Hidden Biases of End-to-End Driving Models
Bernhard Jaeger, Kashyap Chitta, Andreas Geiger
TL;DR
The paper investigates why end-to-end driving methods improve on CARLA by identifying two recurrent biases: a lateral recovery shortcut tied to target-point conditioning and the multi-modal nature of future velocities rendered as waypoints. It demonstrates that a transformer-based pooling mechanism and data augmentations can mitigate shortcut effects, and proposes disentangling target speeds from path predictions with a confidence-weighted controller to handle uncertainty. Building on these insights,TF++ (TransFuser++) combines architectural refinements, two-stage training, and dataset scaling to achieve state-of-the-art results on Longest6 and LAV benchmarks, while reducing data requirements.
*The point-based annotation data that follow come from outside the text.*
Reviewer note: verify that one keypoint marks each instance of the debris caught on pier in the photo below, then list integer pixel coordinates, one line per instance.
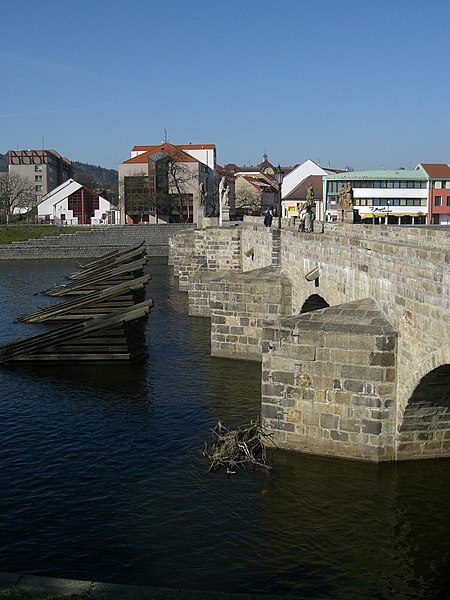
(233, 449)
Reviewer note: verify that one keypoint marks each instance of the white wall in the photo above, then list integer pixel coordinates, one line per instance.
(299, 174)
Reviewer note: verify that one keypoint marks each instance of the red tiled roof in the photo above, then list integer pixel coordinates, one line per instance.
(182, 147)
(172, 151)
(437, 170)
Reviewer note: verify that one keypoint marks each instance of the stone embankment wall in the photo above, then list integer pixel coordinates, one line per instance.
(403, 270)
(95, 242)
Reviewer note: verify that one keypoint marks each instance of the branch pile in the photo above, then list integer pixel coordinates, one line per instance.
(233, 449)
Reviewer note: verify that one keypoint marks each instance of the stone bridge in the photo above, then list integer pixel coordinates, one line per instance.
(351, 325)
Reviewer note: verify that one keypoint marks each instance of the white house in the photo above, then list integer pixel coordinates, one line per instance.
(74, 204)
(294, 186)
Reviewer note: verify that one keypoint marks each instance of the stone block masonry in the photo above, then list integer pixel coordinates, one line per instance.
(363, 401)
(240, 303)
(328, 382)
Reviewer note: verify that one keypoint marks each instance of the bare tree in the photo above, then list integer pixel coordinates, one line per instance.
(16, 194)
(181, 179)
(248, 200)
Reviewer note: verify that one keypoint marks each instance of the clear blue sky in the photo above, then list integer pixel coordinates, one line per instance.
(363, 83)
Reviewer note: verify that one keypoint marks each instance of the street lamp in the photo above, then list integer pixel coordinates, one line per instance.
(279, 179)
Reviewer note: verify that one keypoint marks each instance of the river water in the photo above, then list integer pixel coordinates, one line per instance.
(102, 477)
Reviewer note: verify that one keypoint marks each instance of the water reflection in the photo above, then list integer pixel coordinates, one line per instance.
(102, 477)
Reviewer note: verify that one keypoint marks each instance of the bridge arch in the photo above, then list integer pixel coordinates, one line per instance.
(314, 302)
(425, 427)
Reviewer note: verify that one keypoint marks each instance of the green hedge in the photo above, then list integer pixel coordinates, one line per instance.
(17, 233)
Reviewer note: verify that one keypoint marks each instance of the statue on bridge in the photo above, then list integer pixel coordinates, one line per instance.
(224, 201)
(309, 202)
(346, 197)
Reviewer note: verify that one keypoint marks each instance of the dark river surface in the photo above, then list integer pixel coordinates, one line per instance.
(102, 476)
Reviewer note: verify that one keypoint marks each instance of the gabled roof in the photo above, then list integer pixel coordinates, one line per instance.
(299, 191)
(180, 146)
(380, 174)
(146, 151)
(436, 170)
(64, 191)
(260, 181)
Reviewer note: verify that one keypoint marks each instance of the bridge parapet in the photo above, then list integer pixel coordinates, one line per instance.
(408, 278)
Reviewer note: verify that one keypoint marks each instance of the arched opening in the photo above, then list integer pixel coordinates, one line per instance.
(428, 409)
(314, 302)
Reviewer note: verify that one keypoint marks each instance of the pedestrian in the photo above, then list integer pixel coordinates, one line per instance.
(307, 222)
(268, 218)
(301, 227)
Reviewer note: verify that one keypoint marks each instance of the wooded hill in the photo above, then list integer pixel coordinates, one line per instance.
(100, 180)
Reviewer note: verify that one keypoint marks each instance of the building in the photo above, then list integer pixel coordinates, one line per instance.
(253, 189)
(74, 204)
(46, 169)
(254, 194)
(438, 193)
(167, 182)
(380, 196)
(295, 184)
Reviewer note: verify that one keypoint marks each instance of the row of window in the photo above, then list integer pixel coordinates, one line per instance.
(390, 202)
(438, 201)
(333, 186)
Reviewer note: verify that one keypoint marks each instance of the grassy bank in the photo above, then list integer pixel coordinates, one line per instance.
(17, 233)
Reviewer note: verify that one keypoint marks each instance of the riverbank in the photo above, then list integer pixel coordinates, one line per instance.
(21, 233)
(20, 586)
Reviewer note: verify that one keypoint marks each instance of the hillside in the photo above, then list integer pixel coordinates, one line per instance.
(102, 181)
(97, 173)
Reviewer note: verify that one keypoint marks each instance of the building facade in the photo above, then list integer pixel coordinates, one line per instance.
(380, 196)
(167, 183)
(295, 185)
(45, 169)
(74, 204)
(439, 193)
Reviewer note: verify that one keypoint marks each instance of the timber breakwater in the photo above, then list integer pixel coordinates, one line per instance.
(102, 312)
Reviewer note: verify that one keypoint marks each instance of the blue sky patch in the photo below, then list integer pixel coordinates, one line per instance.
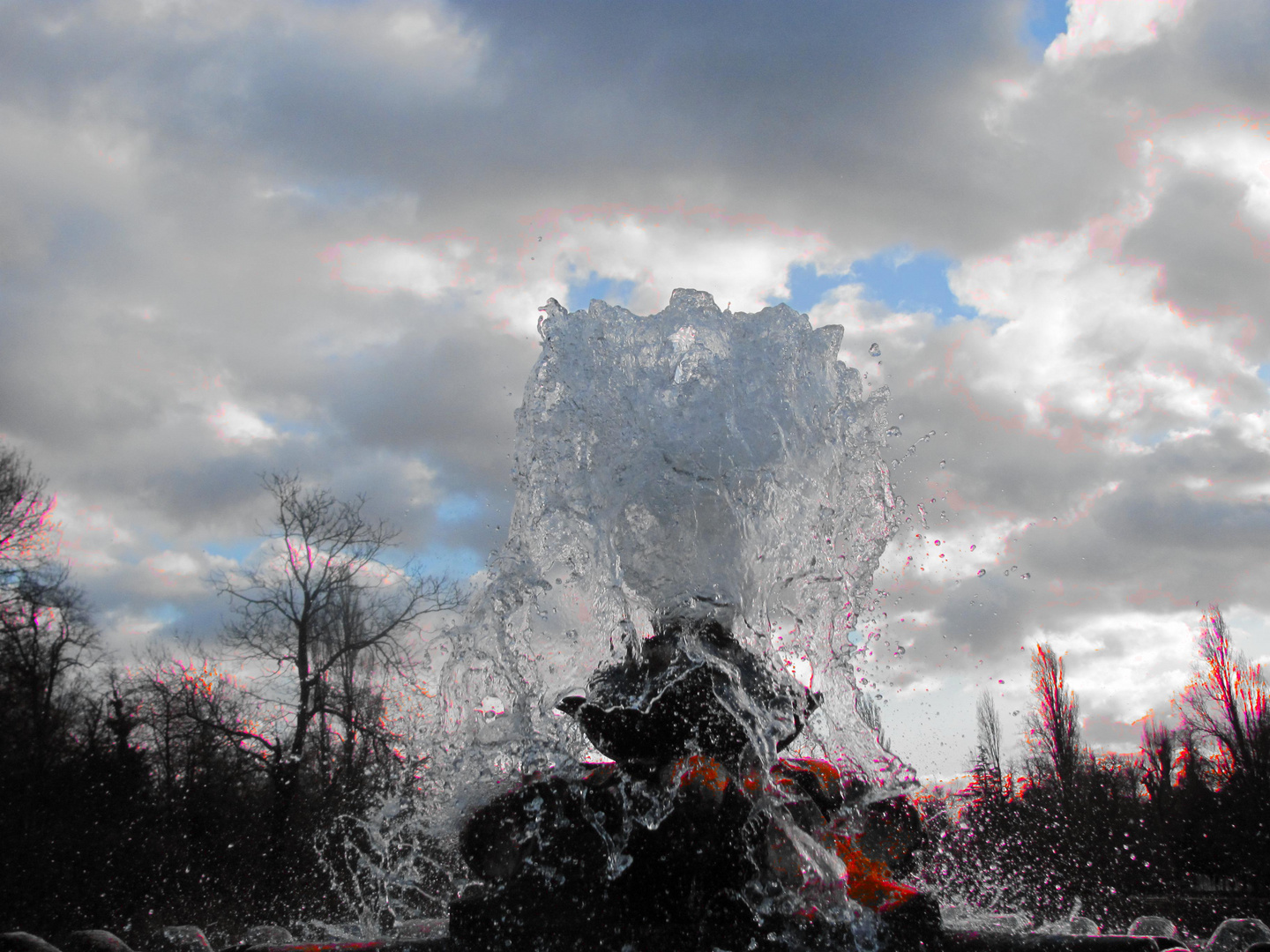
(236, 550)
(583, 288)
(895, 277)
(167, 614)
(451, 562)
(909, 282)
(808, 287)
(1044, 20)
(459, 508)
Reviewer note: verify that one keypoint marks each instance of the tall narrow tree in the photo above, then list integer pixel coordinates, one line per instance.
(1054, 724)
(329, 559)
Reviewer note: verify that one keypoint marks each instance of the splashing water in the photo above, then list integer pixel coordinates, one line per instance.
(687, 464)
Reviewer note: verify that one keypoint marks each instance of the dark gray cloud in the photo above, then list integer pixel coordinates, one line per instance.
(183, 188)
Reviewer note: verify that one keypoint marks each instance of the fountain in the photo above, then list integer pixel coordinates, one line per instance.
(652, 735)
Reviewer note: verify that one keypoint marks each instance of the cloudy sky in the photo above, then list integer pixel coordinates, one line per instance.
(312, 235)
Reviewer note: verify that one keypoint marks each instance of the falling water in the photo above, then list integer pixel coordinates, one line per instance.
(693, 462)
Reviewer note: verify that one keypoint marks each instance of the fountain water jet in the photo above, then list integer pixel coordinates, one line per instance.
(701, 502)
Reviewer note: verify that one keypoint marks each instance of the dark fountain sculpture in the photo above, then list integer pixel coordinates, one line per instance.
(723, 866)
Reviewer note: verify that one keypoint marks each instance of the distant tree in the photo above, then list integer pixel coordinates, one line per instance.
(1054, 724)
(1226, 703)
(46, 634)
(989, 776)
(315, 614)
(25, 516)
(1159, 761)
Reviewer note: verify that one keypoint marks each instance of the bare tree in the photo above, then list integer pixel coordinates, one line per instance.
(1054, 724)
(1160, 753)
(323, 605)
(46, 634)
(1226, 703)
(989, 776)
(25, 514)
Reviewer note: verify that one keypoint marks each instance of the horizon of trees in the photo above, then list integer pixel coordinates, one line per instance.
(175, 791)
(1065, 829)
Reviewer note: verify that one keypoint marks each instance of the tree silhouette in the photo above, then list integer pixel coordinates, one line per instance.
(322, 603)
(1054, 724)
(1226, 703)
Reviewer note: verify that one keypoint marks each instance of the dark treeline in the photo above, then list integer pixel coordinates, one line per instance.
(172, 792)
(1184, 818)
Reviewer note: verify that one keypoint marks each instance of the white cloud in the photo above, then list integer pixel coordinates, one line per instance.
(1236, 147)
(236, 424)
(1128, 663)
(378, 265)
(1102, 26)
(1086, 337)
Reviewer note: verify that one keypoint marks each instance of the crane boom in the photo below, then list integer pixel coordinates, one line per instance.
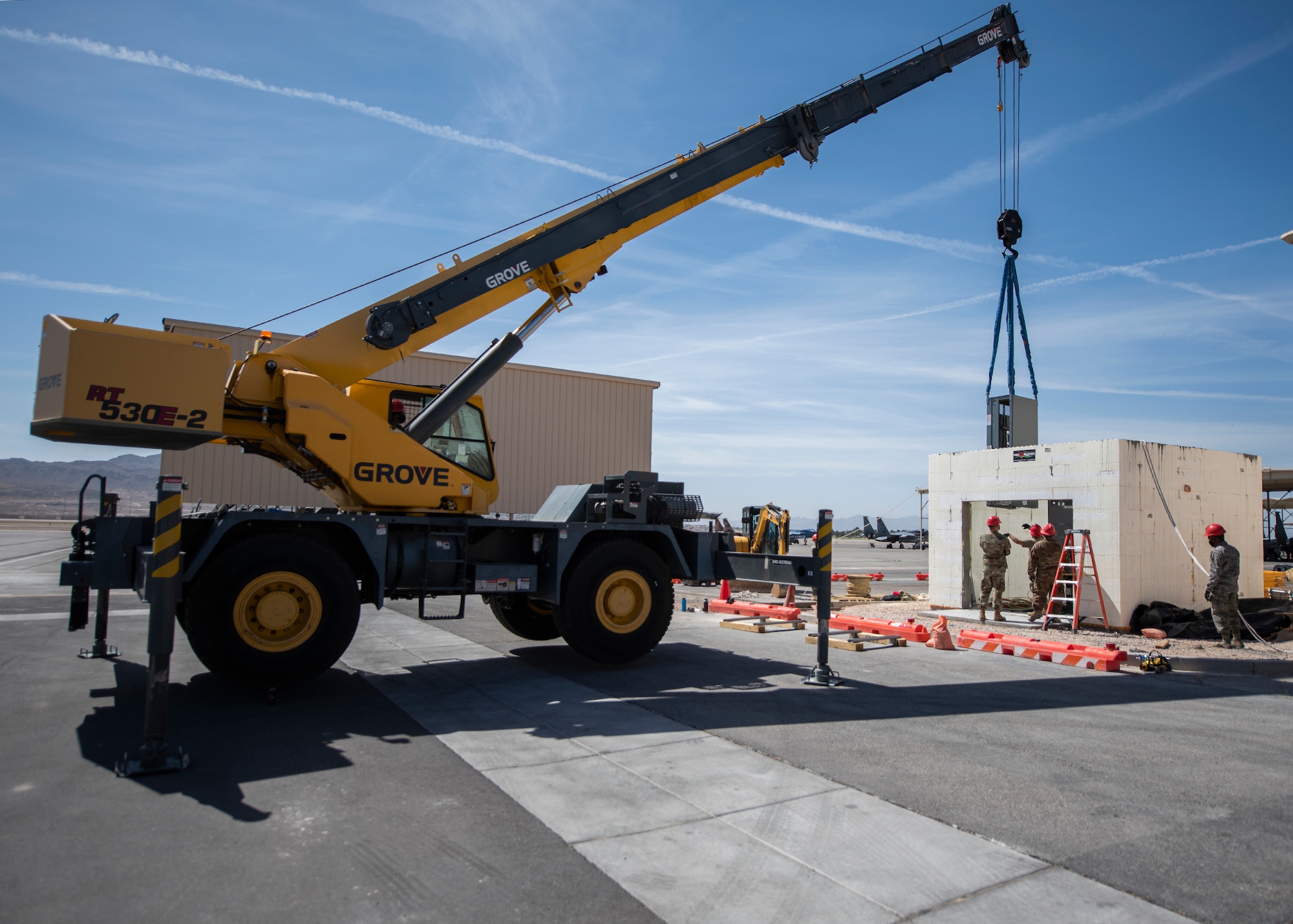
(563, 255)
(311, 405)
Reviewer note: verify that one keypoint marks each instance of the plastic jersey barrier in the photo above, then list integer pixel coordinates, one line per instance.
(908, 629)
(767, 610)
(1107, 658)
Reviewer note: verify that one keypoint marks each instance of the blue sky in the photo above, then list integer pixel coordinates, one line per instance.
(817, 338)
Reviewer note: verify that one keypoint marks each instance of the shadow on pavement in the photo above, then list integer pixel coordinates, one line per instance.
(236, 736)
(705, 686)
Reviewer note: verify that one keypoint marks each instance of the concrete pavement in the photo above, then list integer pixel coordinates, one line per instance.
(518, 780)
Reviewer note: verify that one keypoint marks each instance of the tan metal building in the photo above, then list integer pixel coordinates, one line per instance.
(550, 427)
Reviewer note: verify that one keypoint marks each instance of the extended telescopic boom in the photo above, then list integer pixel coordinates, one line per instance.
(563, 255)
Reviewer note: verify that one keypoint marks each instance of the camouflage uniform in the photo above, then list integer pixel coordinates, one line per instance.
(1043, 561)
(996, 548)
(1224, 590)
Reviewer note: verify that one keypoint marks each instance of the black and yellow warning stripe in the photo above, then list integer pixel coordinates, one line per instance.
(824, 540)
(166, 536)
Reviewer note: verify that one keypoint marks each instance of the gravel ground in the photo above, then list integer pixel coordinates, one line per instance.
(1185, 647)
(1189, 647)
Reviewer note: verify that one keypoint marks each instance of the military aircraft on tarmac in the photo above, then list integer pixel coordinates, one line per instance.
(890, 537)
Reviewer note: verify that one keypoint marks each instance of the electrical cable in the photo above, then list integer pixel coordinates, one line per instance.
(1189, 552)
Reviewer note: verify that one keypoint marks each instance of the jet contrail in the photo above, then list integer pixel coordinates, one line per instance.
(952, 248)
(1132, 270)
(1057, 139)
(155, 60)
(90, 288)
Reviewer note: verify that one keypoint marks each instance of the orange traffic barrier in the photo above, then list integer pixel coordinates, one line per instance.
(939, 636)
(764, 610)
(1107, 658)
(908, 629)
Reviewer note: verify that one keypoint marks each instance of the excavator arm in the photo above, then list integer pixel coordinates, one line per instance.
(311, 404)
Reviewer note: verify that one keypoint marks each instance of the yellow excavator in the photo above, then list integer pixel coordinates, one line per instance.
(765, 531)
(272, 597)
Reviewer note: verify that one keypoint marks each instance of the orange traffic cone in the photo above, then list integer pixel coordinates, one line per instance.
(939, 636)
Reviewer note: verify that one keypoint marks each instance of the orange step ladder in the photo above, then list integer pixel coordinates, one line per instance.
(1070, 574)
The work highlights the importance of understanding architectural biases and representation ambiguities for robust, interpretable end-to-end driving systems, and it discusses limitations and broader implications for real-world deployment.
Abstract
End-to-end driving systems have recently made rapid progress, in particular on CARLA. Independent of their major contribution, they introduce changes to minor system components. Consequently, the source of improvements is unclear. We identify two biases that recur in nearly all state-of-the-art methods and are critical for the observed progress on CARLA: (1) lateral recovery via a strong inductive bias towards target point following, and (2) longitudinal averaging of multimodal waypoint predictions for slowing down. We investigate the drawbacks of these biases and identify principled alternatives. By incorporating our insights, we develop TF++, a simple end-to-end method that ranks first on the Longest6 and LAV benchmarks, gaining 11 driving score over the best prior work on Longest6.